The word tundra evokes images of vast expanses of a cold and barren land. In fact, the word tundra comes from the Finnish “tunturia” meaning treeless plain. The tundra is one of the harshest terrestrial biomes, with limited plants and animals. Yet, this environment is still able to support life forms that have adapted to survive the rugged conditions.
Tundra biomes are divided into two different categories, the arctic tundra and the alpine tundra. The arctic tundra is found in the northern hemisphere, encircling the North Pole and extending to the taigas forests. The alpine tundra is found at high altitudes on mountains around the world. The alpine tundra, because of the elevation of the mountains, has more drainage. The surface layers of the arctic tundra melts a few inches deep in summer, creating wet, marshy areas.

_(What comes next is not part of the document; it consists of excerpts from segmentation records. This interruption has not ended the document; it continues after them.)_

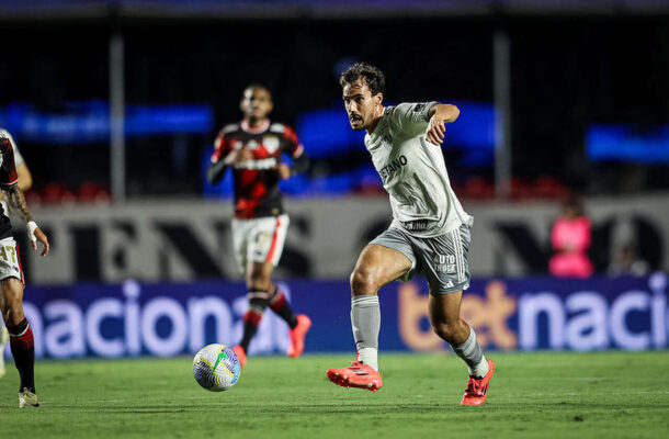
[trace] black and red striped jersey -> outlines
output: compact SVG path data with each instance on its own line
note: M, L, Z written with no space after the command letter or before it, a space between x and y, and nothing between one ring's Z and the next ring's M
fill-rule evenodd
M246 149L252 159L235 164L235 217L249 219L283 213L279 190L281 155L299 157L304 148L290 126L269 120L257 128L246 121L224 126L218 133L212 162L224 159L235 149Z
M4 130L0 130L0 188L5 189L19 182L16 166L14 165L14 144L12 137ZM12 224L8 212L0 205L0 239L11 236Z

The tundra is a cold environment with temperatures below freezing for much of the winter. Summer is short and rarely gets above 60 degrees Fahrenheit. In the arctic tundra, the sun can shine for 24 hours of the day. Winds are high in the tundra biome, with speeds between 30 and 60 miles per hour. Spring and fall are only short transition periods between the main seasons of winter and summer.
The tundra is one of the driest biomes on the planet. Only 6 to 10 inches of precipitation fall, usually in the form of snow. Below the soil is the permafrost, a layer of earth that stays frozen. In the summer, the top layer of the permafrost melts and softens, creating shallow lakes and marshes. In these wet, shallow areas, plants are able to grow and reproduce.
About 1700 plants grow in the tundra biome. Though this may sound like a large number, it is quite small compared to other biomes of the world. The plants of the tundra grow low to the ground to keep warm and avoid the damaging winds. Grasses, shrubs, sedges, mosses and lichens are common plants. Trees do not grow on the tundra because the frozen ground prevents the growth of their roots. Only plants with roots that form shallow, dense mats can survive there.
Though there is lot a great deal of biodiversity on the tundra, a number of animal species survive there. About 48 species of land mammals are found, including bears, deer, foxes, rabbits, wolves, musk oven and wolverines. Even an array of insects can be found, including mosquitoes, deer flies, and tiny biting midges. In the summer when the ground turns to a marsh, many migratory birds make the tundra their summer home.
Though the tundra appears to be a harsh environment that is inhospitable to life, many species of plants and animals can be found there. The ways that these organisms have adapted to live in these conditions make the tundra a fascinating place to study.